The study, known as the Karisma-Endoxifen study, is a Phase 2,
randomized, double-blind, placebo-controlled, dose-response study
of Atossa’s proprietary oral Z-Endoxifen in healthy premenopausal
women with measurable breast density. The primary objective of the
study is to determine the dose-response relationship of daily oral
Z-Endoxifen on breast density reduction. Secondary endpoints will
assess safety and tolerability, and the trial includes an
exploratory endpoint to assess durability of the breast density
changes. It will be conducted at the South General Hospital in
Stockholm, and will include approximately 240 participants who will
receive daily doses of oral Z-Endoxifen or placebo for six months.
The study is being led by principal investigator Per Hall, M.D.,
Ph.D., Head of the Department of Medical Epidemiology and
Biostatistics at Karolinska Institutet.
About Atossa's Proprietary Endoxifen
Endoxifen is an active metabolite of an FDA-approved drug called
tamoxifen, which has been widely used for over 40 years to both
treat and prevent breast cancer. Tamoxifen is a “pro-drug”, in that
it must be metabolized into active components (“metabolites”) in
order to be effective. Despite the success of tamoxifen in treating
estrogen-receptor-positive breast cancer, its systemic side effects
have led to generally low acceptance as a therapy to reduce the
risk of breast cancer. We estimate that approximately ten million
women in the U.S. have mammographic breast density (MBD), for which
there is no FDA-approved treatment. Studies conducted by others
have shown that MBD reduces the ability of mammograms to detect
cancer and increases the risk of developing breast cancer. Although
oral tamoxifen is approved to prevent breast cancer in “high-risk”
women (typically based on responses to a questionnaire), it is used
by less than 5% of women with an increased risk of developing
breast cancer because of the actual or perceived side effects and
risks of tamoxifen. We believe our Endoxifen may provide an option
for women to proactively reduce the density of their breasts and
may improve mammography accuracy and patient care by unmasking
cancerous tumors that are otherwise hidden by breast density.
Regulators may not approve Endoxifen to reduce MBD unless we can
demonstrate the relationship between Endoxifen-induced reduction in
MBD and reduction in incidence of breast cancer.

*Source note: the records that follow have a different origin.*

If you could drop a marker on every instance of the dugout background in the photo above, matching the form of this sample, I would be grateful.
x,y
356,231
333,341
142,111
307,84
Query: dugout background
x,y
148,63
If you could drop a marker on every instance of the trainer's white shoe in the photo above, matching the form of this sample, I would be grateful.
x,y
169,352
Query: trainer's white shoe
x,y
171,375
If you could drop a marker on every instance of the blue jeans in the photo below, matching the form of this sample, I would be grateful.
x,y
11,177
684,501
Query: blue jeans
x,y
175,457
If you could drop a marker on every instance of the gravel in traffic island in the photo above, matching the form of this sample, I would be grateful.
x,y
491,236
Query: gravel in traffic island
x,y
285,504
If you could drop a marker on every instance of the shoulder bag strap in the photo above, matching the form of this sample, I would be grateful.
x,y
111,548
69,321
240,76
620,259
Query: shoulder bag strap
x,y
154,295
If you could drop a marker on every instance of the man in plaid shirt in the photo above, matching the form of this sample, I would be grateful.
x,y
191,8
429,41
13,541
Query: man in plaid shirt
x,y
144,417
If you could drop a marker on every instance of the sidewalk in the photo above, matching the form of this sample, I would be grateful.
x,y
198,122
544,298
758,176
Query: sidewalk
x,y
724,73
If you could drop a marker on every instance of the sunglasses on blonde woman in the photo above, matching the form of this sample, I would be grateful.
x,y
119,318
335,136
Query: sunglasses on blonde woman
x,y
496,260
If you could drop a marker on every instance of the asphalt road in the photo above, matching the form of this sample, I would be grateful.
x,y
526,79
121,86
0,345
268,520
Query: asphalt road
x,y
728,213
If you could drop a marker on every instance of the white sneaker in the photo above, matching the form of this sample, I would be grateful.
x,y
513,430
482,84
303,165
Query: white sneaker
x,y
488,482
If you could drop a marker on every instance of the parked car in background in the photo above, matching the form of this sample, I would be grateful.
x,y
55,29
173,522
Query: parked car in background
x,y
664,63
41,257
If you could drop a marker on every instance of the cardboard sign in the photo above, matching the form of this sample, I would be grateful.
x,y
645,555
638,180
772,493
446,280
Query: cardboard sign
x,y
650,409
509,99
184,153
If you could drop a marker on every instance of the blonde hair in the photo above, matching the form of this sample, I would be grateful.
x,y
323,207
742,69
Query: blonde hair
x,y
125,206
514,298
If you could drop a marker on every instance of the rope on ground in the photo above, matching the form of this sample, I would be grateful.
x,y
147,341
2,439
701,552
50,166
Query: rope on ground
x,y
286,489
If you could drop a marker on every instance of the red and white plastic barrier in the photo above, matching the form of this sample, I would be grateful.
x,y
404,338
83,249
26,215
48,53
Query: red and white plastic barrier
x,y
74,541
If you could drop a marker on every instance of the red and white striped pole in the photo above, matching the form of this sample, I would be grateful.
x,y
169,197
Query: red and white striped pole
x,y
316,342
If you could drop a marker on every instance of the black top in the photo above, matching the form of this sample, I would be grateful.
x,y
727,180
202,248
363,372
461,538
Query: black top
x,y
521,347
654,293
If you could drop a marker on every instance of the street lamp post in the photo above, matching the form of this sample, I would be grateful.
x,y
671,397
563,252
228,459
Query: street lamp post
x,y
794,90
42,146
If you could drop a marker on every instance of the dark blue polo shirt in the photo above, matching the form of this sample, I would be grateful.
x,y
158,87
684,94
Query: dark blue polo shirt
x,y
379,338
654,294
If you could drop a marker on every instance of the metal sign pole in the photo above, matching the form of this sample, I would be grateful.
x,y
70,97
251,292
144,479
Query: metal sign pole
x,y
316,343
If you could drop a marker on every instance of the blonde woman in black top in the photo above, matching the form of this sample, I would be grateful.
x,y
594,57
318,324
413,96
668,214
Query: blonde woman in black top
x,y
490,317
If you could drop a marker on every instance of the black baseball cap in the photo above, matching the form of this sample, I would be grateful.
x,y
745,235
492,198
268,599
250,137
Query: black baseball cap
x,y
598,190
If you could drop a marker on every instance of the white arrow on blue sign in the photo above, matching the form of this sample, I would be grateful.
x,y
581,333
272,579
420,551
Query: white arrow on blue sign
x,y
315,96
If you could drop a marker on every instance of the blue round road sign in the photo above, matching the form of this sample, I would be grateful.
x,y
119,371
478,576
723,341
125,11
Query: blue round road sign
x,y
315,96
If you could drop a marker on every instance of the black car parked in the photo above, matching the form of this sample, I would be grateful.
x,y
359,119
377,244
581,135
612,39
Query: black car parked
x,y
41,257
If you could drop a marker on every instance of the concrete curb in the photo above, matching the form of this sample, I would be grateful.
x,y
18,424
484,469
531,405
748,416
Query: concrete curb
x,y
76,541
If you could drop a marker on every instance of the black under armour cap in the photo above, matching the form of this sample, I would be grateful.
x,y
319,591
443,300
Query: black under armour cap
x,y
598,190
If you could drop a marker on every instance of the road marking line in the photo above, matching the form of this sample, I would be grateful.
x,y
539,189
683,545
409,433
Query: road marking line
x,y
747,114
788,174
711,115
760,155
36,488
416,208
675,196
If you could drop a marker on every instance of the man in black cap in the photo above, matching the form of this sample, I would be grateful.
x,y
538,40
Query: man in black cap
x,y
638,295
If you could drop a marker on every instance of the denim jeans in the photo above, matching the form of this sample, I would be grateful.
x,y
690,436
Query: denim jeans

Legislation that has been enacted in almost all U.S. states
requiring that women be notified if they have MBD. These
notifications typically state that women with MBD have a higher
risk of developing breast cancer, and that mammography may not be
as effective in detecting breast cancer because the MBD can “mask”
the detection of cancers.
Atossa has been developing its proprietary Z-Endoxifen for
breast cancer and other breast conditions and has successfully
completed three Phase 1 clinical studies (including a study in men)
and two Phase 2 clinical studies. Atossa has also completed
significant pre-clinical development and has developed clinical
manufacturing capabilities through qualified third parties.
About Atossa Therapeutics
Atossa Therapeutics, Inc. is a clinical-stage biopharmaceutical
company seeking to develop innovative medicines in areas of
significant unmet medical need in oncology and infectious diseases
with a current focus on breast cancer and COVID-19. For more
information, please visit www.atossatherapeutics.com.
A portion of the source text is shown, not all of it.